People with galactosemia cannot tolerate any form of milk (human or animal). They must be careful about eating other foods containing galactose.

Mutations in the GALT, GALK1, and GALE genes cause galactosemia. These genes
provide instructions for making enzymes that are essential for processing galactose
obtained from the diet. These enzymes break down galactose into another simple sugar,
glucose, and other molecules that the body can store or use for energy.

Mutations in the GALT gene cause classic galactosemia (type I). Most of these genetic
changes almost completely eliminate the activity of the enzyme produced from the
GALT gene, preventing the normal processing of galactose and resulting in the life-threatening signs and symptoms of this disorder. Another GALT gene mutation, known
as the Duarte variant, reduces but does not eliminate the activity of the enzyme. People
with the Duarte variant tend to have much milder features of galactosemia.

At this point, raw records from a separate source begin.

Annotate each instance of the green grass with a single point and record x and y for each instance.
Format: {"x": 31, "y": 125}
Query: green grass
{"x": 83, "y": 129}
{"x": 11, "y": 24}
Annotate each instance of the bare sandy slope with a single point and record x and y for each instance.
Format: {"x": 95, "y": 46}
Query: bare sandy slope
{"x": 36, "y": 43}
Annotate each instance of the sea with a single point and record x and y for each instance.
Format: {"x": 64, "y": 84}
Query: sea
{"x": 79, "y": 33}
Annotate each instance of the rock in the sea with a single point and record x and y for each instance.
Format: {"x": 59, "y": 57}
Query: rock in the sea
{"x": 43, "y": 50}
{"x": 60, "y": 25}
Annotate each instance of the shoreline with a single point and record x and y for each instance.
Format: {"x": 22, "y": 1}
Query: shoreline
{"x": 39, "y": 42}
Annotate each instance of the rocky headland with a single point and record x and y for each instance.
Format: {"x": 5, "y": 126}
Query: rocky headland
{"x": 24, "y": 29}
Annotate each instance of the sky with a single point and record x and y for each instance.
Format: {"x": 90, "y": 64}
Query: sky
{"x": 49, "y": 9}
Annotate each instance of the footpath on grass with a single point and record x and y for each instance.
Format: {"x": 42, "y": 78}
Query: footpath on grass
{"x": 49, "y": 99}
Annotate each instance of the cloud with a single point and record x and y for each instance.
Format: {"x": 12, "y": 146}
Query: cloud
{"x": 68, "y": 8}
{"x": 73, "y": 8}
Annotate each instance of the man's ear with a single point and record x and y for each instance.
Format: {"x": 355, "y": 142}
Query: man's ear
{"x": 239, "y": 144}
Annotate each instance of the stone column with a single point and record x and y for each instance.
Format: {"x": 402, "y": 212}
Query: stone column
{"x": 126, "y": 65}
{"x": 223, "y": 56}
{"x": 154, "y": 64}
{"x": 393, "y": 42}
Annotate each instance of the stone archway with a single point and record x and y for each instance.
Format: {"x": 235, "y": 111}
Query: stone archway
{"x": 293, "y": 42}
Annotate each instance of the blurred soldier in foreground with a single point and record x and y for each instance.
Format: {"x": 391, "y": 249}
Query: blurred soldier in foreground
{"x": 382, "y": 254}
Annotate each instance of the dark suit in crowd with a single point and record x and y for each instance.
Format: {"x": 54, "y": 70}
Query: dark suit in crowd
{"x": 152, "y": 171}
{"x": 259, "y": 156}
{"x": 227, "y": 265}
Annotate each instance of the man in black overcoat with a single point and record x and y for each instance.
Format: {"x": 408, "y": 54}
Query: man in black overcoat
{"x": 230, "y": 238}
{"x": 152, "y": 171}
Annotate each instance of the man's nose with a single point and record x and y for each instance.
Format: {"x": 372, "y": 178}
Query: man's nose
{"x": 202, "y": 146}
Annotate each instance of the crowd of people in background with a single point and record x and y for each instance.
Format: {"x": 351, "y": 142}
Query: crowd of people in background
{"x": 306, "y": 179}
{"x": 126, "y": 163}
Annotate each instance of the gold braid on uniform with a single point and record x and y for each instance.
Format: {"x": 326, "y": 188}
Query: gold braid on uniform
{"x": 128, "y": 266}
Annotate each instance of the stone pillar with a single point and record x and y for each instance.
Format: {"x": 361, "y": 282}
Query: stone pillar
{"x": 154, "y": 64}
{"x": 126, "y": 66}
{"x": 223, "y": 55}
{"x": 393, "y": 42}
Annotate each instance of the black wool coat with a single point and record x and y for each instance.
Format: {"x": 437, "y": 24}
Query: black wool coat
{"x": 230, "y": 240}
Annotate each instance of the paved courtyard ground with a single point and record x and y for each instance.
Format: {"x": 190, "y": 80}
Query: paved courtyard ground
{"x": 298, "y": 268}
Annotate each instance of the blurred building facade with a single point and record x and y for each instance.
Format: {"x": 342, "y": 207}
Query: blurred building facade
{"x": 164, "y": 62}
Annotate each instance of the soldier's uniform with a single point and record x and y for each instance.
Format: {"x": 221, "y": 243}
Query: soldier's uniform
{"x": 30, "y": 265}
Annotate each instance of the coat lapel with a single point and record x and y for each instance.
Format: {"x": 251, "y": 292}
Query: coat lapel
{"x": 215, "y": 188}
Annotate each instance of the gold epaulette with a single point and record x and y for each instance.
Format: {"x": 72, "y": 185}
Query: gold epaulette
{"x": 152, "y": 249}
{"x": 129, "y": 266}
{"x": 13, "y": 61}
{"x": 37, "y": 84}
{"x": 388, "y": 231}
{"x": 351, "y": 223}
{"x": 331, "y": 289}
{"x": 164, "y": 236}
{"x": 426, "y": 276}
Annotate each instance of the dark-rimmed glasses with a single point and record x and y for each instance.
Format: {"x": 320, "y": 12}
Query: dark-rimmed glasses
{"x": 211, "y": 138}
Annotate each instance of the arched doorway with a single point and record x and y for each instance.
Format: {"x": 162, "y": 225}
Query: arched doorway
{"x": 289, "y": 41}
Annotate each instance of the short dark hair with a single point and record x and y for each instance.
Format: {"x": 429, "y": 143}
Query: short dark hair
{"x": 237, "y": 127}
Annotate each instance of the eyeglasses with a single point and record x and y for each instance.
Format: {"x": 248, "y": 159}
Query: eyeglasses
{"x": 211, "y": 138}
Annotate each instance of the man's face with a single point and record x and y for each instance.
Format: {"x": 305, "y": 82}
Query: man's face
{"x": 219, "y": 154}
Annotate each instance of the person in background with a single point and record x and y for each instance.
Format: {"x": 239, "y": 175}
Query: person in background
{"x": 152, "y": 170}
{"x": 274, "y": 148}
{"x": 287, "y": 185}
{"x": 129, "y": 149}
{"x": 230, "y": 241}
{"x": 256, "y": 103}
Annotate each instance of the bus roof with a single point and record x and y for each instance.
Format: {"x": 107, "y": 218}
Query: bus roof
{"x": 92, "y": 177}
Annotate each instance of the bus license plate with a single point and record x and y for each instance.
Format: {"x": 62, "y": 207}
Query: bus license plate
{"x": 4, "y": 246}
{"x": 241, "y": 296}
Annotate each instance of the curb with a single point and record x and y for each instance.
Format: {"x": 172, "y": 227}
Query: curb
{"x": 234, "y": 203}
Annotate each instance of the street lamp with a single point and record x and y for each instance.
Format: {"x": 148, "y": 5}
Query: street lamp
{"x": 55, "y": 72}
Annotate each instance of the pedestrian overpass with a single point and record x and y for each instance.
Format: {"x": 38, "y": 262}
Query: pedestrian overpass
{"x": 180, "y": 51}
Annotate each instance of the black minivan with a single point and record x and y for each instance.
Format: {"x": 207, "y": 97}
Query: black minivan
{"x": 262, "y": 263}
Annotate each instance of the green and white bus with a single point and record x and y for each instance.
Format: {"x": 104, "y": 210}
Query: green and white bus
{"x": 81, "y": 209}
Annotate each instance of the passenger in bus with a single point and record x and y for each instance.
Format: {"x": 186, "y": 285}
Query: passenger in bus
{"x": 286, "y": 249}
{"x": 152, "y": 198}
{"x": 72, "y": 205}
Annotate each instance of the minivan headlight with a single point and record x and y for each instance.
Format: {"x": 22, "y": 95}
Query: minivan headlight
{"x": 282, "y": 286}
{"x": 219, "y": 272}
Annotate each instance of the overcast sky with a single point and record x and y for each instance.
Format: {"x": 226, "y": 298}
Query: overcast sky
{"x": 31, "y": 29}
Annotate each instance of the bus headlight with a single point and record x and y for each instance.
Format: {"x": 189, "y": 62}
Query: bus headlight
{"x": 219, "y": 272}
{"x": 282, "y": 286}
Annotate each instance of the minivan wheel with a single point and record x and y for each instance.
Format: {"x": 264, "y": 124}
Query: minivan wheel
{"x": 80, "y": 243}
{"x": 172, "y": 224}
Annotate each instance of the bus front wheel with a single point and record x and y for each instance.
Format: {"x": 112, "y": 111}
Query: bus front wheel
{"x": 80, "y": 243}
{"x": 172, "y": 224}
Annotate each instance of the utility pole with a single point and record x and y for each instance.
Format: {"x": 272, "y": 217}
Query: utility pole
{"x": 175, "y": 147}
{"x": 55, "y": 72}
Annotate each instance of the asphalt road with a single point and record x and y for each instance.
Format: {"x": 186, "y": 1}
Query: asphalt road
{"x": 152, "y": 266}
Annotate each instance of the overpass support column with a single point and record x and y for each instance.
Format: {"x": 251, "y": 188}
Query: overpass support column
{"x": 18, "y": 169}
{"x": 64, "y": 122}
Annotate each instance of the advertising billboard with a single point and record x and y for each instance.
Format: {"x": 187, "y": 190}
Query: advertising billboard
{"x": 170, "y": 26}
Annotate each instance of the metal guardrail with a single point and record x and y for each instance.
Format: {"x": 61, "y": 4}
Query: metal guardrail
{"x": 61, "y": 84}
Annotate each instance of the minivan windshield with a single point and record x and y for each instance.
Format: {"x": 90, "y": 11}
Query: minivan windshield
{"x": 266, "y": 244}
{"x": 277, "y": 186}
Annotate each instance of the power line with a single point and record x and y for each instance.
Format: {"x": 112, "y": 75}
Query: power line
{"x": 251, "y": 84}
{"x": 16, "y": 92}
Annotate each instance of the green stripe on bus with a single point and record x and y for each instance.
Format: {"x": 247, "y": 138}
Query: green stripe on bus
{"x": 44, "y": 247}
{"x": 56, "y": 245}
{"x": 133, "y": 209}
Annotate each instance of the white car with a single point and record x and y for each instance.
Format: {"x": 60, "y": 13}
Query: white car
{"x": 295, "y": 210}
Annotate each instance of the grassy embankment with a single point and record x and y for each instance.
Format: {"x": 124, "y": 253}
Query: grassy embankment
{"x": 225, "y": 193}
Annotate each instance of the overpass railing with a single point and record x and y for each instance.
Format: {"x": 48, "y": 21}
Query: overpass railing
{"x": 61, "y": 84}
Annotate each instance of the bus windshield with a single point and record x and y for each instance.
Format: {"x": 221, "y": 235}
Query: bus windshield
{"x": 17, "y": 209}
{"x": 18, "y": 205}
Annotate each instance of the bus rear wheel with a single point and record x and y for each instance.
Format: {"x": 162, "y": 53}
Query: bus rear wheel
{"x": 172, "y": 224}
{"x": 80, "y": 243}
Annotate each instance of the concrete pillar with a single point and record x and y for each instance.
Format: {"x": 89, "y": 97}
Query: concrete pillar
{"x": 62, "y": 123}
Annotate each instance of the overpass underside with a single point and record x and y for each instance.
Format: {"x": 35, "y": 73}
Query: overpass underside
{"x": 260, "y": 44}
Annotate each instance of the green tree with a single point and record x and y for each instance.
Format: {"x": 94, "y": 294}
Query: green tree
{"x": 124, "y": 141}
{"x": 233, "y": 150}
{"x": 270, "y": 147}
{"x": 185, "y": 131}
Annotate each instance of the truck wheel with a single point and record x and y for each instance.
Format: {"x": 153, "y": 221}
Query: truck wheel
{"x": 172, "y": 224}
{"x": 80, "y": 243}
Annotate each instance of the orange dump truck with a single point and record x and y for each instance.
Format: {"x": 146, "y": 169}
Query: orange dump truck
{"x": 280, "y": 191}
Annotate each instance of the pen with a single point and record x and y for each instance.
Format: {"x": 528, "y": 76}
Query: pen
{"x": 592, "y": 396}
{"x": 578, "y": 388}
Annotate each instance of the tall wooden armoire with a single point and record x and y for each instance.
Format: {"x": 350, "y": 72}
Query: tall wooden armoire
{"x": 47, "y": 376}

Galactosemia type II results from mutations in the GALK1 gene, while mutations in the
GALE gene underlies galactosemia type III. Like the enzyme produced from the GALT
gene, the enzymes made from the GALK1 and GALE genes play important roles in
processing galactose. A shortage of any of these critical enzymes allows galactose and
related compounds to build up to toxic levels in the body. The accumulation of these
substances damage tissues and organs, leading to the characteristic features of

Symptoms Of Galactosemia

Infants with galactosemia can show symptoms in the first few days of life if they eat formula or breast milk that contains lactose. The symptoms may be due to a serious blood infection with the bacteria E Coli.

Symptoms of galactosemia are:

  • Convulsions
  • Irritability
  • Lethargy
  • Poor feeding — baby refuses to eat formula containing milk
  • Poor weight gain
  • Yellow skin and whites of the eyes (jaundice)
  • Vomiting

Exams & Tests

Tests to check for galactosemia include:

  • Blood culture for bacterial infection (E Coli sepsis)
  • Enzyme activity in the red blood cells
  • Ketones in the urine
  • Prenatal diagnosis by directly measuring the enzyme galactose-1-phosphate uridyl transferase
  • “Reducing substances” in the infant’s urine, and normal or low blood sugar while the infant is being fed breast milk or a formula containing lactose
  • Newborn screening tests in many states check for galactosemia.

Test results may show:

  • Amino acids in the urine or blood plasma
  • Enlarged liver
  • Fluid in the abdomen
  • Low blood sugar

Treatment Of Galactosemia

People with this condition must avoid all milk, products that contain milk (including dry milk), and other foods that contain galactose, for life. Read product labels to make sure you or your child with the condition are not eating foods that contain galactose.

Infants can be fed:

  • Soy formula
  • Another lactose-free formula
  • Meat-based formula or Nutramigen (a protein hydrolysate formula)
  • Calcium supplements are recommended.


Classic galactosemia occurs in 1 in 30,000 to 60,000 newborns. Galactosemia type II
and type III are less common; type II probably affects fewer than 1 in 100,000 newborns
and type III appears to be very rare.